Nel 2023 Romana Petri, nella prefazione alla raccolta di racconti pubblicata da minimum fax de Il geranio e altre storie, nella traduzione di Gaja Cenciarelli (altra scrittrice che adora O'Connor), scriveva che "amore e rabbia hanno dominato la sua vita. L'amore le ha fatto accettare la grazia, a qualunque prezzo. Ma la rabbia l'ha tenuta in piedi fino all'ultimo. E lei non aveva dubbi, per amare ci voleva anche tanta, tantissima rabbia". Ed è sicuramente questa commistione di sentimenti contrastanti, così vicina anche all'autrice di Mostruosa maternità, Rubare la notte e Tutto su di noi, tanto per citare le sue ultime prove, ad attrarre Petri. Come fosse l'incanto tra due anime stregate dalla passione letteraria, la scrittrice con la stampella metallica, gli occhi blu, l'amore per galline e pavoni, la fede sopra a tutto, la vita di malattia e privazioni, che incatena l'autrice di questo romanzo-vita ad una sofferenza gioiosa. È tutto un ossimoro del resto anche la vita di Flannery, come lo sono i titoli dei suoi libri, da La saggezza nel sangue a Il cielo è dei violenti, in Italia pubblicati sempre da minimum fax.

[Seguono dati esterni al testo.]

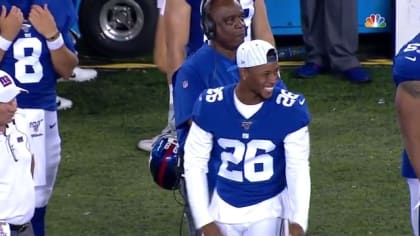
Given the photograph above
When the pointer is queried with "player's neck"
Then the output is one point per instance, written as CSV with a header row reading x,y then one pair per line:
x,y
231,54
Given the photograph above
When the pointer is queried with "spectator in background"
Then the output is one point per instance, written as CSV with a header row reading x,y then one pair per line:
x,y
182,22
79,75
331,39
406,73
35,48
17,191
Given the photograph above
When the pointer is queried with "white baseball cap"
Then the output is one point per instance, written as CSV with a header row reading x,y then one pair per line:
x,y
254,53
8,88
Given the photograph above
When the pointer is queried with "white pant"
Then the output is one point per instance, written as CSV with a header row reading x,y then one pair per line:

E Petri ne fa un vero romanzo nel romanzo, storia di donne che combattono, madre e figlia, contro un ambiente ostile, in un sud chiuso e bigotto. Flannery è prima di tutto una ribelle, che muore a soli 39 anni consumata da quel lupus che già aveva stroncato da giovane l'amatissimo padre, il primo ad intuirne la genialità già nella sua infanzia di bambina originale. Così come sono i suoi personaggi, sempre cattivi, ottusi, violenti e crudeli, così ostili e respingenti che la madre non riusciva a leggere le sue storie pur amandola profondamente. Una donna appesa alle sue stampelle con rabbia, che fino all'ultimo giorno, sul letto di morte, pestava ossessivamente sui tasti della sua macchina da scrivere per rivedere in modo maniacale, ossessivo la pagina che non le sembrava mai del tutto finita. E in tutto questo, ha ragione Romana Petri, non c'è che tanto amore.